Gateway Strategy & Fallback (Gateway ↔ Executor)
What is a Strategy?
In SightAI Gateway, a strategy defines the mandatory decision path for handling a request after the User API Key has been resolved to its Binding.
Exclusive: each request follows exactly one strategy path.
Specifies:
Routing behavior (which Provider Key / Channel is used).
Failure semantics (what to do on 4xx / 5xx / timeout / rate-limit).
Decision authority (Gateway vs. Executor).
Goals: auditable, predictable handling; fair attribution for Brokers and Users.
Rollout note: Strategy A is the default and must be supported first.
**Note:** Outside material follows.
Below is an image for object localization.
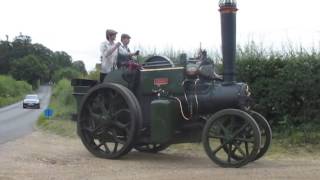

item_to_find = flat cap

Strategies B and C can be enabled progressively behind flags.
Available Strategies
A) Strict Binding, No Fallback (default)
Routing: Always use the bound Provider Key in the Binding.
Failure: Fail immediately — no intra-channel retries, no cross-channel substitution.
Decision: Enforced by Binding policy (default ON).
Use case: Broker protection, clean auditing.
Outcome: STRICT_OK / STRICT_FAIL.
B) Intra-Channel Fallback (Executor-driven)
Routing: The Executor may attempt substitute keys within the same Channel.
Modes:
KEYSET_ONLY (recommended default): only keys under the same Provider Account.
CHANNEL_WIDE (optional): any healthy key in the Channel (may change attribution).
Failure: If (limited) retries are exhausted, return failure.
Decision: Requires Provider permission and User opt-in; concrete attempts are performed by the Executor.
Outcome: INTRA_OK / INTRA_FAIL.
C) Cross-Channel Fallback (Gateway-orchestrated)
Routing: If the primary Channel fails, the Gateway may attempt one backup Channel.
Failure: If the backup fails, stop — no second cross-Channel attempt.
Decision: Requires Provider permission and User opt-in.
Constraint: Backup must be in the intersection of Provider and User allow-lists.
Outcome: XCHANNEL_OK / XCHANNEL_FAIL.
Configuration
Provider Config (capability / upper bounds)
# Intra-channel fallback capability
intraChannelFallback: OFF | KEYSET_ONLY | CHANNEL_WIDE # default: OFF
# Cross-channel fallback capability
crossChannelFallback:
enabled: false # default: false
allowList: [] # e.g., ["azure-openai"]
# Platform caps (non-configurable by tenants)
platformCaps:
intraMaxRetries: 1 # typical default cap
Notes
Provider grants permission, not obligation. Users still decide whether to use these capabilities.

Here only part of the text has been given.